Die Charaktere wurden sehr liebevoll inszeniert und in Szene gesetzt, sie wirken sehr lebendig und authentisch. Der Leser hat das Gefühl, fast jeden von ihnen persönlich zu kennen und baut dadurch eine besondere Nähe zu ihnen auf. Edith ist eine resolute Frau, die ihr Herz auf der Zunge trägt. Sie hält nichts von Gefühlsduseleien, hat eine zupackende Art und redet Tacheles. Dabei hält sie nicht hinter dem Berg, was sie stört. Sie lebt schon eine Weile allein, und manchmal hat man das Gefühl, sie ist einsam. Aber es gelingt ihr fast immer, einen davon zu überzeugen, dass dem nicht so ist. Christel ist eher ein Mäuschen, die alles in sich hineinfrisst, anstatt ihre Meinung kund zu tun. Sie will ja niemanden vor den Kopf stoßen, aber gerade das nimmt ihr fast die Luft zum Atmen. Sie hat einen Hang zur Extravaganz und kommt mit ihren kulturellen Interessen manchmal etwas versnobt rüber, wobei ihr nicht unterstellt werden soll, dass dies gewollt ist. Christel ist schwer krank und möchte einfach noch einmal etwas erleben. Aber Tochter Kim setzt alles daran, sie in ein Pflegeheim zu geben. Postbote Oskar ist ein netter Mann, der sich um seine „Kunden“ kümmert und ihre Gewohnheiten seit Jahren kennt. Durch dieses Wissen kann er Edith beherzt zu Hilfe kommen und springt ebenfalls ein, um beide Damen aus einer misslichen Lage zu befreien. Auch Oskar ist einsam, aber die beiden Damen bringen für kurze Zeit sein Leben auf die Galoppspur. Die anderen Nebenprotagonisten sorgen ebenso für die Unterstützung dieser „Damenreise“ und machen sie zu einem unvergesslichen Erlebnis, auch für den Leser. Die Entwicklung sowohl von Edith als auch von Christel ist sehr schön zu beobachten. Hier könnte man mit dem Titel ein schönes Wortspiel praktizieren, indem man am Ende die Frage stellt: „Ist weit weg anders?“, denn im Alter von Edith und Christel verstellt man sich nicht mehr, und vor den eigenen Problemen kann man auch nicht davonlaufen.

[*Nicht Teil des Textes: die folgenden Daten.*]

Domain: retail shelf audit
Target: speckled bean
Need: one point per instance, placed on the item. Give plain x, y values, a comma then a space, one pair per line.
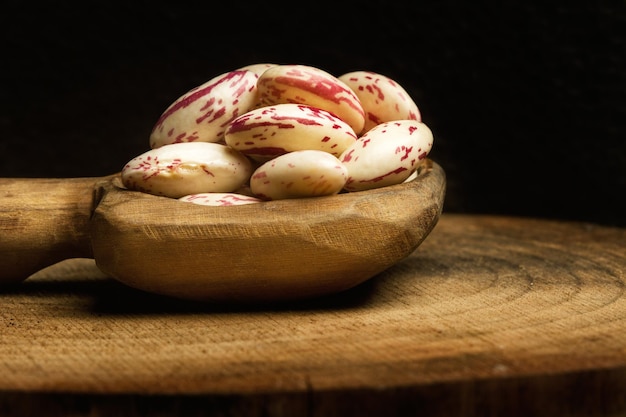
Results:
382, 98
187, 168
220, 199
312, 86
203, 113
267, 132
386, 155
299, 174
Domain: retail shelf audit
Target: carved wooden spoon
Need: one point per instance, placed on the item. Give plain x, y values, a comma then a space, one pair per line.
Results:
275, 250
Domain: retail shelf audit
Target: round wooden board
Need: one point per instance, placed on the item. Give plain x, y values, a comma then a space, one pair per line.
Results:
489, 313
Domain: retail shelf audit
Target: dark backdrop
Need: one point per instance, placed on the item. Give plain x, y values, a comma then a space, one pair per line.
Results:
526, 101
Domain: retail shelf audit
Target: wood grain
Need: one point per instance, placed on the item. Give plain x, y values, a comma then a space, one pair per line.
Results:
490, 315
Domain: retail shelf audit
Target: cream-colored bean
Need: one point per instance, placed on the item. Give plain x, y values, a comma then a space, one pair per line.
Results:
387, 154
311, 86
187, 168
299, 174
267, 132
220, 199
203, 113
258, 69
382, 98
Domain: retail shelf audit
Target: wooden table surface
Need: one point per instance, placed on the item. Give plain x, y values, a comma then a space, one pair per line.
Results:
489, 315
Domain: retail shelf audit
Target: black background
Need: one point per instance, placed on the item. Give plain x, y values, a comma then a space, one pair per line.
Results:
526, 101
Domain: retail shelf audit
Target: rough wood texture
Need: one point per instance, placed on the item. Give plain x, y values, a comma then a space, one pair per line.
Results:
43, 221
490, 315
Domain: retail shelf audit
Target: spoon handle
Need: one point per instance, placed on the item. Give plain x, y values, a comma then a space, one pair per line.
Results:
42, 222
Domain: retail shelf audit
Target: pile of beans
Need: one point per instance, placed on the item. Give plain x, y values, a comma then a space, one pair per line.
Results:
269, 131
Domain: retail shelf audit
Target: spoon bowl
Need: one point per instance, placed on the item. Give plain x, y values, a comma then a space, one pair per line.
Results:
274, 250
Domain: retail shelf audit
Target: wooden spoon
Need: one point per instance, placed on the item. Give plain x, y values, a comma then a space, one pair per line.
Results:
275, 250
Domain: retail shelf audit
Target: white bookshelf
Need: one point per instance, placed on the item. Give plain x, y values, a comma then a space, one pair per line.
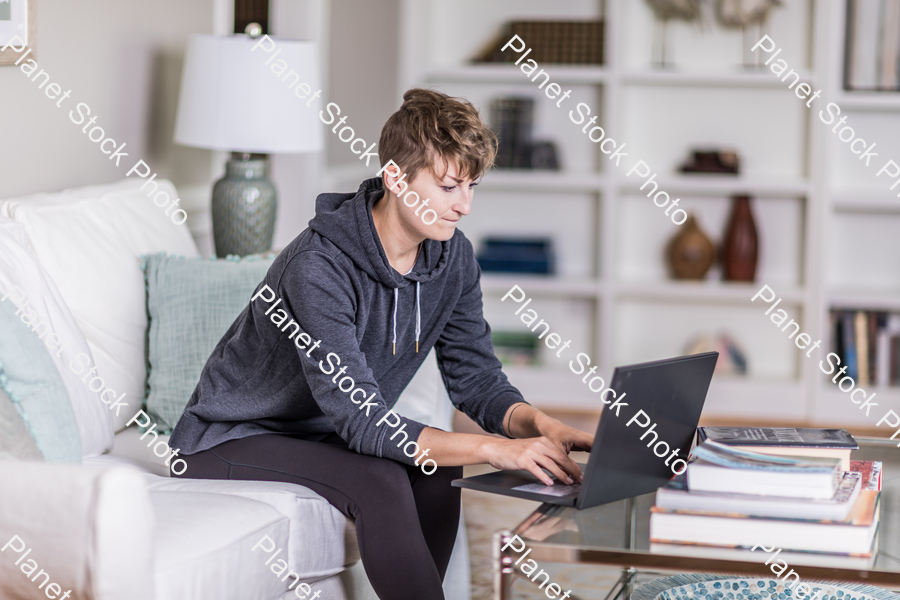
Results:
818, 215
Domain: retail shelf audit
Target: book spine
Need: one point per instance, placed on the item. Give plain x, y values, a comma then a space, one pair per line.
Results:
861, 330
883, 356
504, 126
873, 344
866, 41
849, 345
895, 360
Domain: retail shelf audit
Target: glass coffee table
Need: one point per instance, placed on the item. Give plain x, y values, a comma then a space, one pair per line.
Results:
618, 534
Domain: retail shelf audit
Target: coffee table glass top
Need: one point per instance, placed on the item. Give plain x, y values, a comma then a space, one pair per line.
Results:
601, 535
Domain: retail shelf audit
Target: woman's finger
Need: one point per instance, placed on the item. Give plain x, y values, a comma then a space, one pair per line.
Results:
535, 470
549, 464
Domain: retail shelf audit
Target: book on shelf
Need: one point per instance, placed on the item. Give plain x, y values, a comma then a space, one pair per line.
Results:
551, 42
785, 441
872, 48
868, 343
852, 535
721, 468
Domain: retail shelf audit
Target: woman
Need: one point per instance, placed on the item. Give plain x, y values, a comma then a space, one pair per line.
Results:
300, 387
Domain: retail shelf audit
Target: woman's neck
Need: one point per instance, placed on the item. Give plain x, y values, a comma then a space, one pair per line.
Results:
400, 244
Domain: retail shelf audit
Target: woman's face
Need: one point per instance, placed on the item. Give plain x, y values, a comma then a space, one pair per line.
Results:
433, 205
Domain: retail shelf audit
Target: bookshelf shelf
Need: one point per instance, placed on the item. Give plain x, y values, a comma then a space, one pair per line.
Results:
822, 218
866, 200
756, 79
869, 101
510, 73
492, 283
724, 185
712, 292
545, 181
887, 300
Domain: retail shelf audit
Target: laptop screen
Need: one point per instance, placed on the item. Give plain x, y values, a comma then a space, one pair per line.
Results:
664, 400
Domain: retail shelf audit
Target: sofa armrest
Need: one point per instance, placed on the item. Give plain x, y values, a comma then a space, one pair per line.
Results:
90, 530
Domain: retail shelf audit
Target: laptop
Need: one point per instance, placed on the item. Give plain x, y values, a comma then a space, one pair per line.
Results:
672, 392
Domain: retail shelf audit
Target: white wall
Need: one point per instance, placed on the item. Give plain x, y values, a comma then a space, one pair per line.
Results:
124, 60
362, 65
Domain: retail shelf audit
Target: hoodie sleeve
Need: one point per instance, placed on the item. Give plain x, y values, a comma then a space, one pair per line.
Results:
474, 376
322, 296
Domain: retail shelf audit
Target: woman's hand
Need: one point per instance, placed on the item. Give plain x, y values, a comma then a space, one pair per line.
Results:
525, 421
531, 454
568, 437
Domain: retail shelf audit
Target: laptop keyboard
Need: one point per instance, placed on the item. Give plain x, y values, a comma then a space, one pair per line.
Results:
557, 489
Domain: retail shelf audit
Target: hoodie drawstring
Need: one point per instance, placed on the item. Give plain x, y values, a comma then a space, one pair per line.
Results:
418, 315
396, 294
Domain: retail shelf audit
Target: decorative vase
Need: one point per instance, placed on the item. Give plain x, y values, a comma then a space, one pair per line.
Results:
690, 252
244, 206
740, 248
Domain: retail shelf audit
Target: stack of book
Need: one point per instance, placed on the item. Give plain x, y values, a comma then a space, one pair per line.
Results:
868, 343
738, 499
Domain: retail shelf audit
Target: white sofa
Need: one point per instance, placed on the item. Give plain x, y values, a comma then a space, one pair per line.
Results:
116, 526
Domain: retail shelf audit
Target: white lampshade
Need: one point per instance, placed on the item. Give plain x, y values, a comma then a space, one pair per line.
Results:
232, 100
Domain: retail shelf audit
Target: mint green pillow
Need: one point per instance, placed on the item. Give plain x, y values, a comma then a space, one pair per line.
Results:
29, 379
16, 441
191, 303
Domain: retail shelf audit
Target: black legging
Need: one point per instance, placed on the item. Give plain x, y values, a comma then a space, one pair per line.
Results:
406, 521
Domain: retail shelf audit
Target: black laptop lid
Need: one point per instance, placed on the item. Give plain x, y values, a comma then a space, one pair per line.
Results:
672, 393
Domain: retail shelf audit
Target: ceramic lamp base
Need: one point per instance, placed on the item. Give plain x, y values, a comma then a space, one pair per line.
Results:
244, 207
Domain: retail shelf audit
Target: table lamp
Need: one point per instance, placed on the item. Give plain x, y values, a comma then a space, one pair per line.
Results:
232, 100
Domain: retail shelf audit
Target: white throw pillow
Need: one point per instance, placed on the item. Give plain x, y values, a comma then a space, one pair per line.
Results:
24, 283
90, 241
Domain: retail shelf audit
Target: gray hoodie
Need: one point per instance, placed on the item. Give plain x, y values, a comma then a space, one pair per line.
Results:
335, 281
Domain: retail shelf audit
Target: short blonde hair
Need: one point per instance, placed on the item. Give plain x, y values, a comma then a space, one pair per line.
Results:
430, 124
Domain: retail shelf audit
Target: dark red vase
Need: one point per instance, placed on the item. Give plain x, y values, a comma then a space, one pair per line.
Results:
740, 248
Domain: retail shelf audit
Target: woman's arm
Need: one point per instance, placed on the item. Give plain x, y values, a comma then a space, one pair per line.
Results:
546, 445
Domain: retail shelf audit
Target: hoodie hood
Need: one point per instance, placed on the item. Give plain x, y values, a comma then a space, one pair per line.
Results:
345, 220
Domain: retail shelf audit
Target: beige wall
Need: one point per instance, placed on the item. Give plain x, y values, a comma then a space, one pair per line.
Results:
123, 58
362, 63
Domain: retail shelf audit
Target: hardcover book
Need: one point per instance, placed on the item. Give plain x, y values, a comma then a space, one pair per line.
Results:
785, 441
721, 468
853, 535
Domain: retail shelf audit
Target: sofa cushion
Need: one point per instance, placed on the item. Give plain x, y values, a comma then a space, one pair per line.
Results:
191, 304
89, 529
204, 546
322, 540
29, 378
15, 439
90, 241
25, 283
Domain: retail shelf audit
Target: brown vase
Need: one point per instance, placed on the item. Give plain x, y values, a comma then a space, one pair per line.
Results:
690, 252
740, 247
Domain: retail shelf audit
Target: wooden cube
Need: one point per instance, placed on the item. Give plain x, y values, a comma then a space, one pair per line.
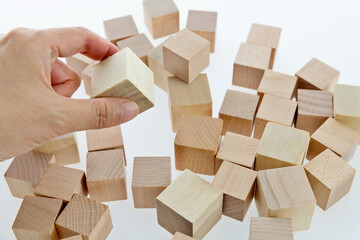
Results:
161, 17
86, 217
274, 109
286, 193
238, 112
124, 75
106, 175
36, 217
196, 143
186, 55
281, 146
337, 137
151, 175
192, 98
189, 205
330, 178
203, 23
250, 64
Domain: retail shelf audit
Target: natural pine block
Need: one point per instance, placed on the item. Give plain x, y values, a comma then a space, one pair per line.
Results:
189, 205
36, 217
337, 137
186, 55
238, 112
203, 23
196, 143
285, 193
274, 109
161, 17
86, 217
330, 178
250, 64
151, 175
124, 75
106, 175
237, 183
189, 98
281, 146
315, 107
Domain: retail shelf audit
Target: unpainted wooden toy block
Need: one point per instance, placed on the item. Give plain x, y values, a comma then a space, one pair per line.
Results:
189, 98
189, 205
86, 217
151, 175
237, 183
330, 178
36, 218
196, 143
238, 112
124, 75
186, 55
106, 175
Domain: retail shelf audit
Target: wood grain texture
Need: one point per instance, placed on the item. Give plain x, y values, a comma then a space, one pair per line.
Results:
189, 205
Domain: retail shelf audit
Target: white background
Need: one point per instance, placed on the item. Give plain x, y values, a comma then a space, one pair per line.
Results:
327, 30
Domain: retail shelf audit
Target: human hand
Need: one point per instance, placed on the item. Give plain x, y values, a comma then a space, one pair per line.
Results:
35, 88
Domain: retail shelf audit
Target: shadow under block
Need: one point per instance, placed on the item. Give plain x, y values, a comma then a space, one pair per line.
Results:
281, 146
330, 178
189, 205
151, 175
36, 218
124, 75
106, 175
186, 55
196, 143
84, 216
189, 98
203, 23
237, 183
250, 64
238, 112
337, 137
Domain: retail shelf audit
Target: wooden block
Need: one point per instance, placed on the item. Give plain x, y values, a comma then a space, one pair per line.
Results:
25, 172
203, 23
61, 182
151, 175
337, 137
106, 175
189, 98
189, 205
36, 217
120, 28
238, 112
274, 109
124, 75
281, 146
186, 55
315, 107
161, 17
196, 143
330, 178
250, 64
86, 217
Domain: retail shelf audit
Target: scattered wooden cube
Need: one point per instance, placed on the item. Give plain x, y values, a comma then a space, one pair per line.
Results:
238, 112
189, 98
86, 217
186, 55
189, 205
196, 143
286, 193
151, 175
124, 75
330, 178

„Weit weg ist anders“ ist ein wunderschöner Roman über das Alter und kleine Verschrobenheiten, über Wünsche, die noch erfüllt werden wollen, über Einsamkeit und neue Freunde, über unerledigte Dinge und Gespräche und über die eigene Unzulänglichkeit, wenn man Dinge nicht mehr so erledigen kann, als wie in einem jüngeren Alter. Ein Buch für alle, die gerne gefühlvolle Geschichten lieben und sich von einer warmherzigen Handlung verzaubern lassen wollen. Absolute Leseempfehlung!!!